Minnesota officials and energy industry professionals are warning that the Trump administration’s recent funding cuts to state transmission line projects will likely result in ratepayers picking up the tab.
Last week, President Trump’s Energy Department rescinded $7.5 billion in grants for U.S. energy projects, including more than half a billion dollars going to Minnesota. In a statement, the agency said the “awards terminated failed to meet the standards required to justify continued taxpayer investment and would have led to less reliable, more expensive energy.”
Just two years prior, President Biden’s Energy Department celebrated those same projects, saying they would “ensure America’s power grid can provide reliable, affordable power.”

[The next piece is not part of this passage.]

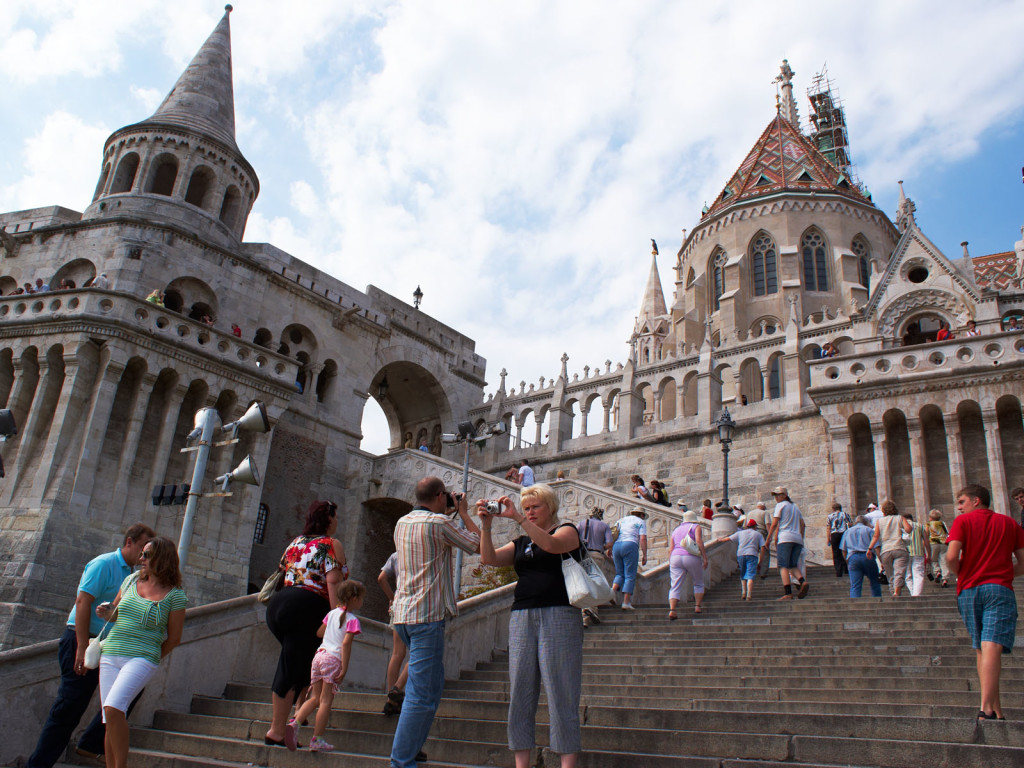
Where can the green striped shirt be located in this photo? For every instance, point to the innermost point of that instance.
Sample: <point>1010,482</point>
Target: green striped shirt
<point>141,625</point>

The shifting messages — in some cases, claiming the exact opposite outcomes — is baffling state officials and energy industry professionals, as projects once hailed as a benefit to the American people are now being targeted by the same agencies as a waste of taxpayer money.
Industry representatives said the canceled grants, which White House Office of Management and Budget director Russell Vought described as “Green New Scam funding,” is making it difficult for developers and utilities to follow through on approved projects, many of which are under construction.
“Businesses like certainty, and all these changes at the 11th hour are very difficult. And the bottom line is that the average citizen — you and I — are going to pay for this,” said Beth Soholt, executive director of the Clean Grid Alliance, a trade association representing clean energy developers.
That’s because Minnesota’s transmission projects, which are part of a larger initiative to add transmission lines across seven Midwestern states, will have to be built anyway, Soholt said. The canceled grants include a $464 million grant awarded to the Minnesota Department of Commerce and a $50 million grant awarded to Duluth-based Minnesota Power.
“Hundreds, if not thousands, of working men and women’s jobs are on hold, if not canceled, and that in itself was transmission money that Minnesota ratepayers would have benefited from,” said state Sen. Nick Frentz, a Democrat representing Mankato who chairs the Senate Energy, Utilities, Environment, and Climate Committee. “We’re gonna have to build that transmission some other way, right? Who do you think’s gonna pay for it? The ratepayers in those utility districts.”